No. The engagement ends naturally with certification. With certification valid for 2 years, some organizations prefer to keep us on a light cadence to prepare recertification and absorb standard updates. Others prefer to internalize — often a good outcome. Our Charter of Independence prohibits creating artificial dependency. We never recommend follow-up you don't need.
Why Factero for this engagement — what sets you apart?
Before signing with a support firm, verify a few fundamental elements. A serious firm demonstrates them without hesitation and in writing.
The firm itself is certified — Factero holds the CyberSecure Canada (CAN/DGSI 104:2021 / Rev 1:2024) certification, publicly verifiable through the IAF CertSearch registry and through our Trust Center. We apply to our own organization the same standards we support for our clients. A firm guiding you toward a recognized certification should, by consistency, hold one itself.

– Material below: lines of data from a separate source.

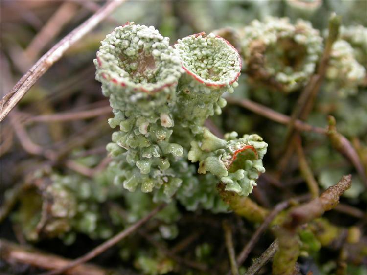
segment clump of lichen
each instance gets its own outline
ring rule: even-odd
[[[169,201],[195,182],[186,164],[190,141],[204,138],[205,120],[220,113],[220,96],[233,92],[241,70],[237,50],[220,37],[193,35],[175,49],[153,27],[128,23],[106,37],[94,61],[114,109],[110,125],[120,128],[107,149],[128,164],[115,180],[132,192],[139,185],[153,192],[156,201]],[[184,194],[191,195],[180,193],[187,202]]]
[[[326,75],[326,89],[345,97],[355,94],[366,76],[365,68],[356,60],[353,48],[345,40],[333,45]]]
[[[241,31],[245,70],[254,85],[290,92],[304,86],[315,71],[322,39],[311,24],[287,18],[252,21]]]

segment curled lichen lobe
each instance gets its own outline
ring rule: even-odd
[[[154,93],[177,84],[181,75],[180,58],[169,39],[152,26],[128,23],[101,43],[94,63],[102,83]]]
[[[230,85],[240,75],[239,54],[220,36],[201,32],[179,40],[174,47],[186,72],[207,86]]]

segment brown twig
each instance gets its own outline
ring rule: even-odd
[[[338,38],[340,24],[340,17],[335,14],[332,14],[329,20],[329,35],[322,56],[319,62],[317,71],[303,89],[291,115],[282,150],[283,157],[279,161],[279,175],[285,169],[294,149],[296,134],[294,133],[294,128],[296,128],[296,121],[298,117],[302,120],[305,120],[313,107],[316,95],[325,77],[332,46]]]
[[[95,117],[103,115],[112,114],[112,109],[109,106],[103,106],[92,110],[79,112],[65,112],[53,115],[45,115],[30,117],[25,123],[31,122],[53,122],[55,121],[69,121]]]
[[[307,184],[308,190],[310,190],[313,198],[319,196],[319,184],[314,177],[312,170],[307,163],[306,156],[304,155],[303,149],[302,148],[302,141],[299,135],[296,136],[296,149],[298,155],[299,169]]]
[[[61,58],[71,45],[95,27],[123,2],[123,0],[107,2],[98,11],[44,55],[0,101],[0,121],[6,117],[29,89],[55,62]]]
[[[321,217],[338,205],[340,196],[351,185],[352,176],[343,176],[337,184],[329,187],[319,197],[292,209],[285,226],[294,228]]]
[[[249,268],[244,275],[254,275],[257,273],[260,269],[274,256],[278,248],[278,242],[275,240],[271,243],[260,257],[253,260],[253,263]]]
[[[335,206],[334,209],[340,213],[346,214],[357,219],[363,219],[364,218],[367,217],[366,214],[363,211],[348,205],[339,204]]]
[[[237,258],[237,262],[239,266],[242,265],[242,264],[245,262],[245,261],[246,261],[247,257],[249,256],[250,252],[251,252],[251,251],[253,249],[256,243],[259,240],[260,236],[269,227],[269,225],[273,221],[274,218],[281,211],[287,208],[289,206],[289,204],[290,201],[289,201],[278,204],[266,217],[261,224],[261,225],[256,229],[255,233],[254,233],[251,237],[251,239],[249,242],[248,242],[246,245],[245,246],[245,247],[243,248],[243,249],[242,249],[242,251],[238,255],[238,256]]]
[[[144,218],[141,219],[130,227],[127,228],[123,231],[120,232],[117,235],[113,237],[109,240],[104,242],[95,248],[92,249],[88,253],[77,259],[72,261],[67,265],[64,265],[63,267],[58,268],[56,270],[43,274],[42,275],[55,275],[65,273],[67,270],[73,268],[80,264],[83,264],[98,256],[103,252],[106,251],[110,247],[114,246],[121,240],[129,236],[135,231],[144,224],[146,223],[151,218],[154,216],[157,213],[165,207],[166,205],[162,204],[158,206],[149,214]]]
[[[291,118],[285,115],[275,112],[269,108],[248,99],[239,99],[228,97],[226,98],[226,100],[229,104],[239,105],[282,124],[287,124],[291,120]],[[295,127],[299,131],[313,132],[321,134],[326,134],[326,130],[324,129],[310,125],[298,119],[296,120],[295,122]]]
[[[327,136],[331,142],[331,145],[350,161],[357,170],[362,182],[367,187],[367,176],[365,174],[364,167],[358,154],[356,152],[350,142],[337,131],[335,118],[330,115],[328,117],[328,120],[329,127],[327,130]]]
[[[9,241],[0,240],[1,258],[10,262],[27,264],[45,269],[60,268],[71,261],[59,256],[46,254],[29,247],[23,247]],[[107,275],[111,270],[106,270],[94,265],[83,264],[65,272],[69,275]]]
[[[310,202],[292,209],[280,228],[274,233],[278,240],[279,250],[273,262],[274,275],[293,274],[300,253],[298,227],[322,216],[335,207],[339,197],[351,185],[350,175],[344,176],[336,184]]]
[[[62,3],[32,40],[24,52],[24,55],[30,61],[35,59],[46,45],[72,19],[77,10],[77,7],[72,2],[67,1]]]
[[[206,271],[207,270],[208,268],[206,265],[201,263],[194,262],[177,256],[175,253],[173,253],[171,250],[169,250],[166,247],[157,242],[149,234],[145,233],[143,230],[139,230],[139,233],[144,237],[144,238],[145,238],[151,244],[159,249],[166,256],[174,260],[178,263],[184,264],[189,267],[194,268],[201,271]]]
[[[228,252],[228,257],[229,258],[232,275],[239,275],[238,267],[236,262],[236,254],[233,247],[233,240],[232,239],[232,230],[230,229],[230,226],[227,220],[223,221],[222,226],[224,230],[224,238],[226,240],[226,246]]]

Incorporated and established since 2022 — Factero Service Conseil is duly incorporated with the Quebec Enterprise Registrar (REQ) since 2022, with no insolvency or bankruptcy proceedings on record. The legal status of any candidate firm can be verified free of charge through the REQ; insolvency and bankruptcy proceedings appear in the registry of the Office of the Superintendent of Bankruptcy Canada (osb-bsf.ic.gc.ca).
Complete team and operational continuity — Factero relies on an interdisciplinary team covering information technology, human resources, and accounting — the three dimensions that intersect in most governance engagements. A CAN/DGSI 104 certification engagement extends over 3 to 6 months depending on organizational maturity, followed by a 12-month maintenance audit; the firm supporting you must have the team depth to go the distance, not just the availability of a single person.
Professional liability and cyber insurance — Factero maintains active professional liability (E&O) and cyber insurance coverage, adapted to its IT governance and cybersecurity consulting activities. A firm that recommends cyber insurance to you should, by consistency, hold one itself. Ask for the certificate before signing.
Written and public independence — Our engagements are governed by a public Charter of Independence that prohibits commissions, rebates, and commercial arrangements with vendors, brokers, or markets.
Public procurement registration — Factero is registered with the SEAO (Quebec) and the Ontario Tenders Portal — a process that involves regulatory verifications and up-to-date tax attestations.
These criteria are not commercial arguments. They are the minimum conditions to require of any candidate firm. The absence of a clear answer to any of these questions is, in itself, an answer.